A rede social X, anteriormente chamada Twitter, teria ajudado a Arábia Saudita a cometer graves violações dos direitos humanos, fornecendo informações e dados pessoais de seus usuários a pedido de autoridades sauditas em quantidade muito maior do que ocorre, por exemplo, junto a países como Estados Unidos, Reino Unido ou Canadá.
A empresa adquirida no ano passado pelo bilionário Elon Musk é alvo de um processo na Justiça americana movido em maio passado por Areej al-Sadhan, irmã de um funcionário saudita de uma entidade de ajuda humanitária que foi detido e condenado a 20 anos de prisão.
Segundo os autos do processo, ao qual o jornal britânico The Guardian teve acesso, três agentes sauditas teriam se infiltrado no Twitter e trabalhado como funcionários da empresa entre 2014 e 2015, o que teria levado à prisão do irmão de Al-Sadhan, Abdulrahman, e à exposição das identidades de milhares de usuários anônimos do Twitter. Alguns destes teriam sido presos e torturados como parte da repressão do governo saudita aos dissidentes.
Os advogados de Al-Sadhan incluíram no processo novas alegações de que o Twitter, sob a liderança do ex-CEO Jack Dorsey, deliberadamente ignorou ou tinha conhecimento da campanha do governo de Riad para desmascarar seus críticos, o que não impediu a colaboração da empresa com os sauditas.
A atitude se justificariam por razões financeiras, uma vez que o governo saudita é um dos maiores investidores do Twitter.
Elo com assessor de Bin Salman
Segundo os autos do processo, o Twitter se tornou uma preocupação do governo saudita em 2013, depois de ter se tornado um veículo fundamental de apoio aos movimentos populares que eclodiram durante a chamada Primavera Árabe, quando vários países da região enfrentaram protestos em massa em prol da democracia.
Há registros de infiltrações no Twitter que datam de 2014, quando o saudita Ahmad Abouammo começou a acessar e enviar informações confidenciais às autoridades em Riad.
Nos autos do processo consta que Abouammo enviou uma mensagem a Saud al-Qahtani, um assessor próximo do príncipe herdeiro saudita Mohammed bin Salman, através do próprio Twitter. "Proativamente e reativamente, vamos derrotar o mal", dizia a mensagem.
As advogados dizem se tratar de uma referência à identificação e perseguição de dissidentes sauditas que utilizam a plataforma. "O Twitter estava ciente dessa mensagem, descaradamente enviada através de sua própria plataforma, ou estava deliberadamente a ignorando", consta no documento da corte.
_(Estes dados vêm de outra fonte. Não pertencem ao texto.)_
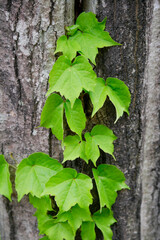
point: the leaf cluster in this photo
(62, 196)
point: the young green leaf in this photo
(92, 35)
(33, 173)
(109, 179)
(44, 238)
(104, 219)
(52, 115)
(71, 78)
(43, 203)
(88, 231)
(71, 30)
(69, 188)
(98, 97)
(69, 47)
(100, 136)
(119, 95)
(75, 116)
(75, 216)
(5, 183)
Mais tarde, Al-Qahtani seria acusado pelos EUA de ser o mentor do assassinato do jornalista Jamal Khashoggi, em 2018.
Após Abouammo deixar o Twitter, em maio de 2015, ele manteve contato com a empresa para enviar alguns pedidos que recebera de Bader al-Asaker, um dos principais assessores de Bin Salman, que desejava obter informações sobre a identidade de alguns usuários.
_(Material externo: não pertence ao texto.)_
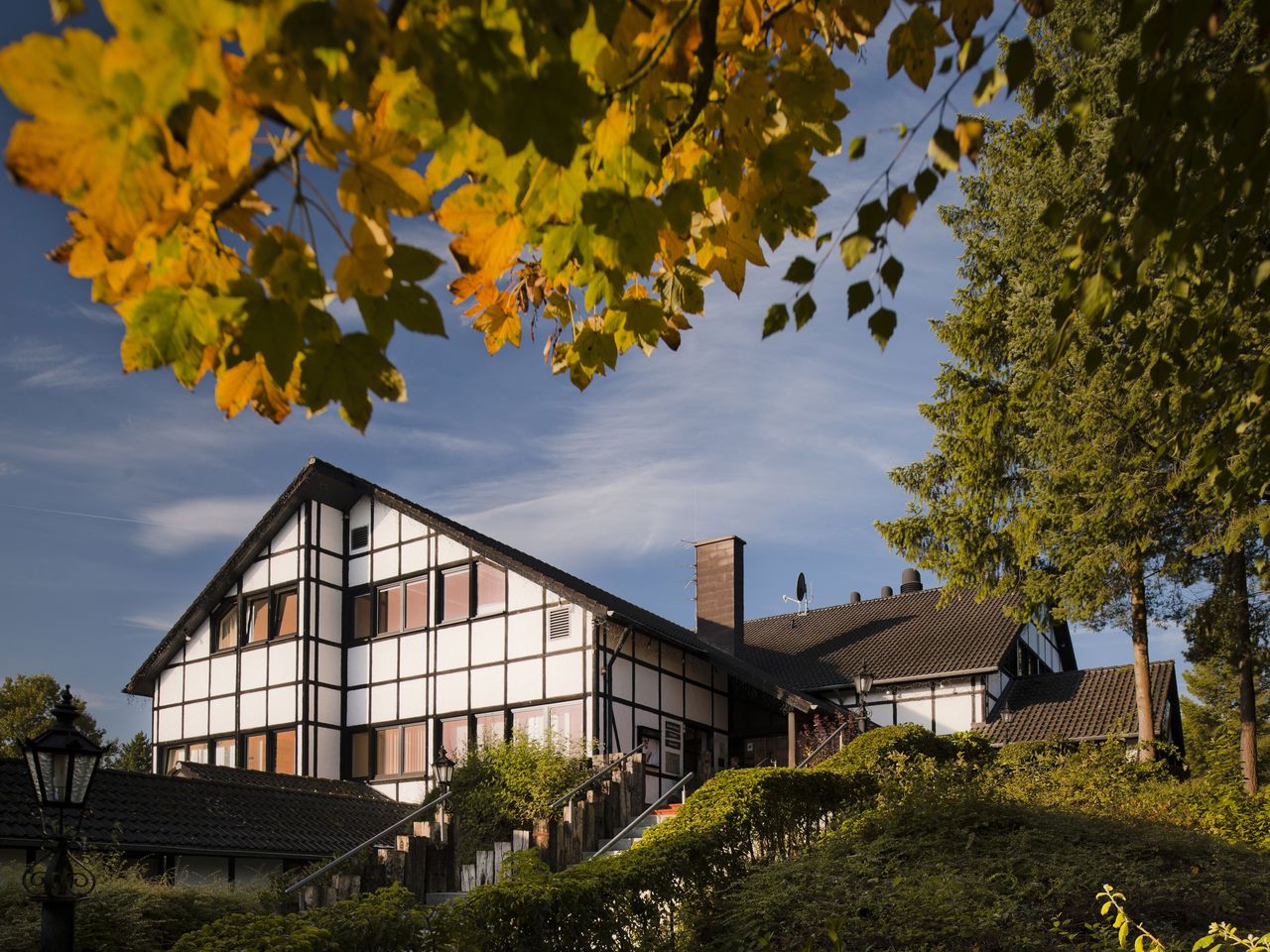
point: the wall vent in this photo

Segundo consta nos autos, ele teria deixado claro à empresa que os pedidos eram feitos em nome de seus "antigos parceiros no governo saudita". Abouammo acabou sendo condenado nos Estados Unidos por agir como agente infiltrado da Arábia Saudita e por mentir ao FBI.
Twitter teria "amplo conhecimento" dos riscos
De acordo com os autos, o Twitter teria ainda cde segurança decorrentes da liberação de dados pessoais internos e do fato de pessoas de dentro da organização possuírem acesso ilegal a essas informações, com base em reportagens divulgadas à época.
A rede social, segundo o documento da corte, não somente "ignorou esse sinais de alerta [...] mas estava ciente da campanha nociva".
O Twitter notificaria os usuários que foram alvos dessa ações somente após algum tempo, os informando de que seus dados "podem" ter sido invadidos, sem fornecer maiores informações sobre a escala dessa invasão ou confirmar a certeza de que isso teria ocorrido.
Consta nos autos do processo que "ao fracassar em fornecer essa informação crucial, o Twitter colocou milhares de usuários em risco", e que alguns deles poderiam ter tido tempo de escapar do país se tivessem à par de qualquer ameaça.
Mesmo ciente dos vazamentos de informações, o Twitter continuou a traçar suas estratégias com a Arábia Saudita. Seis meses depois de o FBI informar a empresa sobre a situação, Dorsey se reuniu pessoalmente com Bin Salman. Na ocasião, ambos discutiram como "treinar e qualificar equipes sauditas".
"Acreditamos no caso de Areej e vamos processá-lo com zelo. O que ela mais quer é que a Arábia Saudita simplesmente liberte seu irmão e permita que ele se junte à família nos Estados Unidos", disse ao Guardian Jim Walden, um dos advogados que representa Al-Sadhan.